Amelia made a mental note to chat with Finley and then inquired, "How uncomfortable will our whole-family session be?"
"Let's chat about that. Certainly, the kids expressed concerns about Owen's absence and return. I want you to be prepared to hear some feelings directed more toward you," Michael alerted her.
She smirked playfully and stated, "Tell me more, Michael."
Michael grinned and explained, "As the parent who was left behind, many feelings are natural. Feeling burdened, feeling like everyone and everything was dependent on you, and feeling as if you drew the short end of the stick are all normal. The parent left behind bears the day to day responsibilities of parenting and running a household."
Continuing, Michael shared, "You might feel as if the family or Owen owe you something for all you did. As if everyone should realize how much you sacrificed and kept life together."
"Sure," Amelia nodded, "to a degree I think I do feel that I stepped up more than anyone else."
"How will it feel for you if the kids share criticisms about your parenting during the deployment?" Michael pushed.
"Umm…but I didn't leave them. I was the one who was there for them. And they're going to criticize that? That hurts, Michael," Amelia disclosed.

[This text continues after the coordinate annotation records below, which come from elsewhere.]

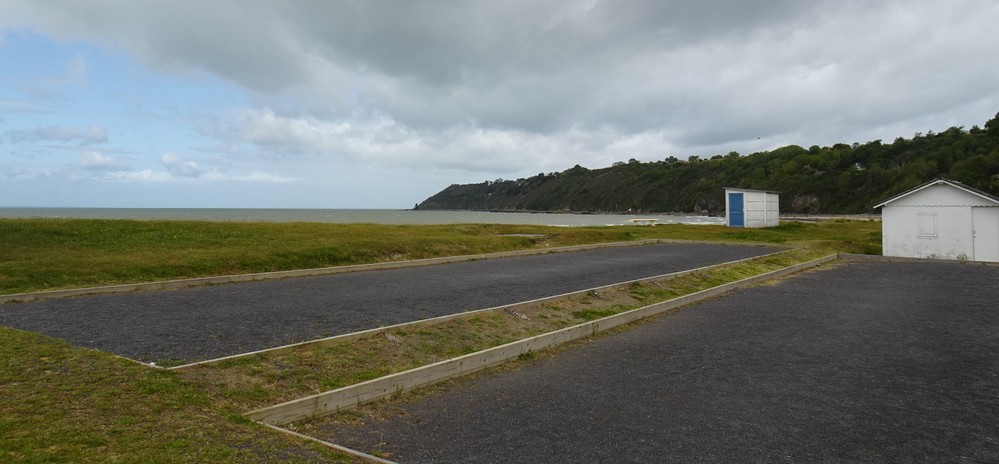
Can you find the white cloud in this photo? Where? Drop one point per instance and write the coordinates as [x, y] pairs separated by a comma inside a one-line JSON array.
[[94, 161], [62, 134], [178, 167], [486, 88]]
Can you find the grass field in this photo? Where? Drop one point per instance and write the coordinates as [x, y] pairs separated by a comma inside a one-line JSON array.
[[48, 254], [67, 404]]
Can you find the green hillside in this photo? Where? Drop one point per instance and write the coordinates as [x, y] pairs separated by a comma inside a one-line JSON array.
[[833, 180]]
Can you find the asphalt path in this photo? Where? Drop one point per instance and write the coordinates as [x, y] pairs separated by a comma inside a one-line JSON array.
[[210, 322], [863, 362]]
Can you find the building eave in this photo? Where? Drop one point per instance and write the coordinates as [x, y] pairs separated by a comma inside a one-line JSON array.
[[941, 181]]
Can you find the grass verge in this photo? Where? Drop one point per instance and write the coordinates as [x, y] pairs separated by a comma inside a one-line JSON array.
[[66, 404], [266, 379], [50, 254]]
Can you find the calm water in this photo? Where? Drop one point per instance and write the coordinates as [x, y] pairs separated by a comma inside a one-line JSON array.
[[377, 216]]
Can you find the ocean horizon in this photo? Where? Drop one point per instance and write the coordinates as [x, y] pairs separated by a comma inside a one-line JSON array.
[[346, 216]]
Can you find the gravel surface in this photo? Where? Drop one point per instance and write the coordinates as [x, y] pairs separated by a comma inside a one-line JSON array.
[[211, 322], [862, 362]]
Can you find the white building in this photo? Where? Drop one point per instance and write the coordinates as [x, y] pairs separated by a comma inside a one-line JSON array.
[[941, 219], [751, 208]]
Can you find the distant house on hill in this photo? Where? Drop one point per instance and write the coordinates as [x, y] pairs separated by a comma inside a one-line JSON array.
[[941, 219], [751, 208]]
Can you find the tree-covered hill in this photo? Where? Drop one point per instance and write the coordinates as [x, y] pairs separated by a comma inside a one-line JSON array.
[[837, 179]]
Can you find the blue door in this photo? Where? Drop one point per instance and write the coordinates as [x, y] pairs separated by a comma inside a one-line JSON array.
[[736, 213]]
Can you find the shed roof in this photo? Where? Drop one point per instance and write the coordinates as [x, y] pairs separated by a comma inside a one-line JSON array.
[[942, 181], [751, 190]]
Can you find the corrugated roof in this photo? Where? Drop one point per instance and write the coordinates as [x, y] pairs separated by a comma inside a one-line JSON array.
[[938, 181], [750, 190]]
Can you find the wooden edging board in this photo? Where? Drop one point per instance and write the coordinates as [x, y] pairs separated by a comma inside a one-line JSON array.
[[323, 342], [351, 396], [205, 281], [343, 449], [902, 259]]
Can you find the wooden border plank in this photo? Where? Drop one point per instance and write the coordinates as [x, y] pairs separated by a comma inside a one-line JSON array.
[[350, 396]]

"Think of it from their point of view. You were part of their everyday life. They have far more memories of interacting with you during the deployment. Their primary memory of Owen at that time is focused on missing him," Michael explained.
"Do I need to brace myself?" Amelia asked.
"To a degree. While your experience is focused upon Owen and how his actions affected you and the kids, the kids are focused upon what life was like at home while Owen was away. I don't want you to expect that you'll be painted as the hero and Owen as the villain," Michael expressed. "Kids see and perceive more than we think they do. Your kids are no different."
Owen
"Tomorrow is the big day when we'll gather as a family," Michael pointed out to Owen at Owen's appointment. "How are you feeling about that?"
"Hmm," Owen pondered, "a little concerned. Are the kids going to be as pissed at me as Amelia is?"
"That may not be the question to ask," Michael stated. "Depending upon what the kids choose to share, you might hear some observations about how Amelia was affected negatively by your absence, you might hear sadness about your absence, and perhaps some frustration about your recovery."
"During the appointment, and especially afterward, I'd encourage you to focus on Amelia. Some of the words the kids have to share may unintentionally hurt her. Your support and encouragement will help her work through everything," Michael offered. "During the session, let me lead and manage the conversation. My sense is that you lead and manage at home. It may be difficult for you to not do that when the kids share their honest and raw feelings. Your challenge will be to simply listen and not try to quiet or fix the situation."